É possível desenvolver uma nação de assistidos? - Paulo Roberto de Almeida

É possível desenvolver uma nação de assistidos?

Paulo Roberto de Almeida 

Leio isto a partir de uma fonte oficial:

Em janeiro de 2025, havia 20,5 milhões de famílias no programa social....

        A partir daí deduzo que quase metade, ou pelo menos 1/3, da população brasileira, se tornou dependente dos subsídios estatais para complementar a sua alimentação ou para suprir qualquer outra necessidade familiar. Supondo-se que o Bolsa Família — como é o seu propósito oficial — destina-se a atender famílias e não indivíduos isolados, e supondo-se que cada núcleo familiar se componha de três ou quatro pessoas, chega-se ao fantástico número de 75 a 100 milhões de pessoas dispondo desse benefício de assistência pública a brasileiros oficialmente carentes, ou seja, pobres ou miseráveis. 

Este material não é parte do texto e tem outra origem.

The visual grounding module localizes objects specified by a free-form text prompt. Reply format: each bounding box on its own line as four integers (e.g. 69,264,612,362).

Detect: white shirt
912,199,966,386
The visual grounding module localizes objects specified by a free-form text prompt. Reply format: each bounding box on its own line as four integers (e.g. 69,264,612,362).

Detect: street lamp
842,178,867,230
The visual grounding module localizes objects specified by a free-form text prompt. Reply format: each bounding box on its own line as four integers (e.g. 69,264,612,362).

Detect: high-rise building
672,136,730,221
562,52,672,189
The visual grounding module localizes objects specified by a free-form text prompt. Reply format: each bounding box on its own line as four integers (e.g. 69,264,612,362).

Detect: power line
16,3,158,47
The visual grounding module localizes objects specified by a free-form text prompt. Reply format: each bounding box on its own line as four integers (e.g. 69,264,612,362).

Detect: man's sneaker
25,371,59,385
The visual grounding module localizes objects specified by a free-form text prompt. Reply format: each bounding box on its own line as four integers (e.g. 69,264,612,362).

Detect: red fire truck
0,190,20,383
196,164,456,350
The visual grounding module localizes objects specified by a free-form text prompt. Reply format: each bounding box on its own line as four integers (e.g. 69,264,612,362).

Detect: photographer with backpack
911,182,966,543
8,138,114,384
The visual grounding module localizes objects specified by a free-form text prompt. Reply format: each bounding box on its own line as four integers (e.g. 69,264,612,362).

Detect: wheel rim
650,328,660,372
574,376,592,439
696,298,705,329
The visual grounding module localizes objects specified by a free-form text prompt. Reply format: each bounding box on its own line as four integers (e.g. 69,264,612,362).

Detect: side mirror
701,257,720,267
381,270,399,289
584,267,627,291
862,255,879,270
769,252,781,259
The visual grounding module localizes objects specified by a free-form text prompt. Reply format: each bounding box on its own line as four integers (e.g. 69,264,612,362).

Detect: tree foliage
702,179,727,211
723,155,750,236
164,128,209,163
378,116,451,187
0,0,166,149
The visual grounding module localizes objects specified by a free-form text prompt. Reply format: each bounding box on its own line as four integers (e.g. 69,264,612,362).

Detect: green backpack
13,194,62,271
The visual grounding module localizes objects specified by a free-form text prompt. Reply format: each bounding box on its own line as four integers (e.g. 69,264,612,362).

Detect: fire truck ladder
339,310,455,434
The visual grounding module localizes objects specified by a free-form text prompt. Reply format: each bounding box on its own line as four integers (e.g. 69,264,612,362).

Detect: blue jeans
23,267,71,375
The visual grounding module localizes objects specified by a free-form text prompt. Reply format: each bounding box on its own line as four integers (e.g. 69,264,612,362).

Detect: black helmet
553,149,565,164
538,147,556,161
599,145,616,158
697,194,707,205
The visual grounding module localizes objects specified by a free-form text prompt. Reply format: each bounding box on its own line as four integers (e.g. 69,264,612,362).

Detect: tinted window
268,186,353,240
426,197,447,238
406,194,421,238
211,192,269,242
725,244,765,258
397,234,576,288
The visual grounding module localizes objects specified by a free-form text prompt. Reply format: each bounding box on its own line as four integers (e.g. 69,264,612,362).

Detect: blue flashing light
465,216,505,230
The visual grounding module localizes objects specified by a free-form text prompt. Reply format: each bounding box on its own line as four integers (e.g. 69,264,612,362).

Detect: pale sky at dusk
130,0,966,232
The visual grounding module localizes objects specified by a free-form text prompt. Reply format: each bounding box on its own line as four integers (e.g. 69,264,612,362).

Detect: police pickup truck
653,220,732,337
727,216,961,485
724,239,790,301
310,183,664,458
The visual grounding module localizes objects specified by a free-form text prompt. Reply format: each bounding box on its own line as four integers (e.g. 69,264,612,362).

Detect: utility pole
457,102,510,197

        Autoridades governamentais devem olhar com orgulho esses números, e até repetem um presumido argumento do Banco Mundial segundo o qual o Bolsa Família se trataria do maior programa de redução da pobreza existente no mundo. É possível que seja, mas isso, para mim, não constitui nenhum motivo de orgulho, e sim de vergonha e desalento. 

        Creio que, na verdade, o BF representa, não um programa de redução, sequer de eliminação, da pobreza, e sim um expediente para sua manutenção, quiçá para sua “eternização” estrutural e institucional. É fácil deduzir isso, com base no histórico mundial de todos os programas mundiais de Assistência Oficial ao Desenvolvimento (AOD, em esquemas multilaterais ou nacionais).

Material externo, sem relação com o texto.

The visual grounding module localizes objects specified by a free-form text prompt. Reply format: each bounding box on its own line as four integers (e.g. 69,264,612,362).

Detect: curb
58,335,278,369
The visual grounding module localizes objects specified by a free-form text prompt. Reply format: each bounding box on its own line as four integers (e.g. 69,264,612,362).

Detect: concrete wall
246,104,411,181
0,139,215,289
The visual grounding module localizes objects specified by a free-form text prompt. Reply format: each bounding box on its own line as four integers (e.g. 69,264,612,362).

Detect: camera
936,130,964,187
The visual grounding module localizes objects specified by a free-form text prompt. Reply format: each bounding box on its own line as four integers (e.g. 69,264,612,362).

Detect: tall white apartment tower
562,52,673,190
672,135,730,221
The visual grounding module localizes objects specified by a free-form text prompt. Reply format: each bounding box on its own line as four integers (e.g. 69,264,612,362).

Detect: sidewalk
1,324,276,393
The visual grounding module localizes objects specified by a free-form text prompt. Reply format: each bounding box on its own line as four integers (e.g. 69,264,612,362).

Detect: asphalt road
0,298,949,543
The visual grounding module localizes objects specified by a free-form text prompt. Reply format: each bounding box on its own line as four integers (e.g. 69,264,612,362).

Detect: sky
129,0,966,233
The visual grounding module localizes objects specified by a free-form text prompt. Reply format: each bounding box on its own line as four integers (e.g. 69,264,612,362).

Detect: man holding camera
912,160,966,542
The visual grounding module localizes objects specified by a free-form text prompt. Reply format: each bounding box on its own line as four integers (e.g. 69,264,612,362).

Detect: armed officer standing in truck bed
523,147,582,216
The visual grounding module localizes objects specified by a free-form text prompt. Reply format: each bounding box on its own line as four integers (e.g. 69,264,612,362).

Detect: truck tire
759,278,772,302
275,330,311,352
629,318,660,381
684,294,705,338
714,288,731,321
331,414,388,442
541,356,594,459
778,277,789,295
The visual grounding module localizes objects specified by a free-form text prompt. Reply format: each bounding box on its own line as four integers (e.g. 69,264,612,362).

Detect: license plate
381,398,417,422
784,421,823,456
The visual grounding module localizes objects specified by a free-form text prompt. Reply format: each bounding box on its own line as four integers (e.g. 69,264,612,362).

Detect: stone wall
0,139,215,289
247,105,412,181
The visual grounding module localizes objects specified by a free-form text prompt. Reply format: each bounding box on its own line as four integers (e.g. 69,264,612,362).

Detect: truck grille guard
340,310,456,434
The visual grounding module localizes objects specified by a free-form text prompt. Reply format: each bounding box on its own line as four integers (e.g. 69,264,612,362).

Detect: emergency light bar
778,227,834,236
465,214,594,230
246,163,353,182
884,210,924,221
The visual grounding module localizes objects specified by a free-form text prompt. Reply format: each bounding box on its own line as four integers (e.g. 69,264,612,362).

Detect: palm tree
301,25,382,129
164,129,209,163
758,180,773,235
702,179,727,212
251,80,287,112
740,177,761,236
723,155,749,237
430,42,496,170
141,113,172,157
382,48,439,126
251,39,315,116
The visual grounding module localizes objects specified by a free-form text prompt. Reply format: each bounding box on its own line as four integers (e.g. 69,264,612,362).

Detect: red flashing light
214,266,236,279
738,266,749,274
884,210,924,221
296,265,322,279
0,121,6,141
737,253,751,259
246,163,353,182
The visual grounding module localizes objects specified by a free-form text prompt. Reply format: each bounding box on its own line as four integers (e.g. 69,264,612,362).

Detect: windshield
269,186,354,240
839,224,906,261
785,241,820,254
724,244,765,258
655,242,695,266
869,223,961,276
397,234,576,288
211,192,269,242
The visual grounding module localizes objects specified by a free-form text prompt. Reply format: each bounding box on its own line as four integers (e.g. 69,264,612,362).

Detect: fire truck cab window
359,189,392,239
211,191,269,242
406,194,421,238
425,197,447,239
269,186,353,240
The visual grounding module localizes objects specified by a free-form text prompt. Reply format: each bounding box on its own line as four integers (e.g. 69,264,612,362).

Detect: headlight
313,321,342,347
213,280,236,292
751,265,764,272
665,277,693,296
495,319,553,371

        Todos esses programas — AID do Banco Mundial, CAD-OCDE, instituições nacionais do Norte desenvolvido — foram criados na sequência do grande movimento de descolonização do início dos anos 1960. De certa forma, eles se eternizaram e criaram toda uma estrutura complexa de ajuda pública a países mais pobres, supostamente dirigida à população mais carente. Como demonstrou William Clyne, que trabalhou nesse setor durante mais de dez anos para o Banco Mundial, os países que mais receberam ajuda foram os que menos se desenvolveram nos 50 anos seguintes, e continuam sendo os mais frequentes beneficiários da AOD ainda hoje. Seu livro White Man’s Burden demonstra claramente como a AOD pode deformar as estruturas econômicas e os próprios orçamentos públicos dos países beneficiários, levando à dependência estrutural, não à autonomia no processo de desenvolvimento econômico e social, quando não incentivos à corrupção de elites ou simples funcionários públicos.

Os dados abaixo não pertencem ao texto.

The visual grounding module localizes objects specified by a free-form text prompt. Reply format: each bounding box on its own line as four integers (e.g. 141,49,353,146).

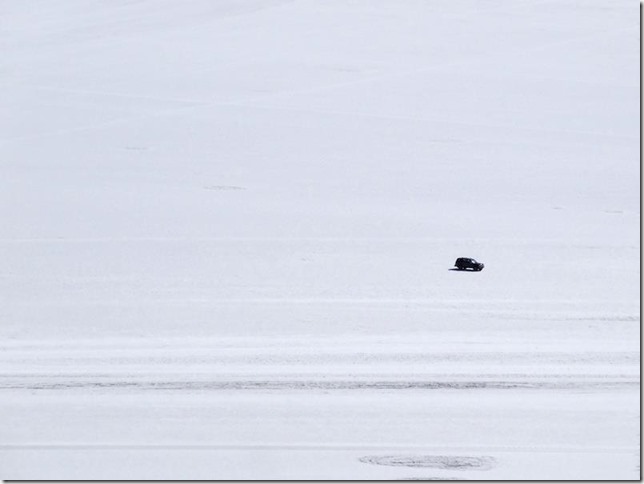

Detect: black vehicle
454,257,484,271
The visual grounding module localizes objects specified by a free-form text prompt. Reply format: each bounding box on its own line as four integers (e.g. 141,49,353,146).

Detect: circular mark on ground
401,477,465,480
359,455,496,471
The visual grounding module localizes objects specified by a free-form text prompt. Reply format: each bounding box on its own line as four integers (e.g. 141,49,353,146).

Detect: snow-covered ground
0,0,639,479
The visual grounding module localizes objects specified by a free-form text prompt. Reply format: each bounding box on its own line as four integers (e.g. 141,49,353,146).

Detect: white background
0,0,639,479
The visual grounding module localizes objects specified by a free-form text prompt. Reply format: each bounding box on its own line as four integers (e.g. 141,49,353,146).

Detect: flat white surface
0,0,639,479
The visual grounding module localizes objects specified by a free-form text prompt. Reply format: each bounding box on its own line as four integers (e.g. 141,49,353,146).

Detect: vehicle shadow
448,268,481,272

        Não deve ser diferente com o BF, nosso orgulho nacional, que como já dito preserva a pobreza, não a elimina (e passa a representar spenas um subsídio ao consumo, alimentar ou outro, dos mais carentes. Se, por algum acaso — “tragédia” orçamentária ou outra — o programa desaparecer, haverá mais pobres e dependentes da ajuda oficial do que havia antes. 

        Não creio que esse tipo de subsídio ao consumo seja a melhor via para o desenvolvimento da nação. No mínimo ele repete o temor expresso numa velha canção de Luiz Gonzaga: “uma esmola, meu senhor, para o homem que é são, ou lhe mata de vergonha, ou vicia o cidadão”.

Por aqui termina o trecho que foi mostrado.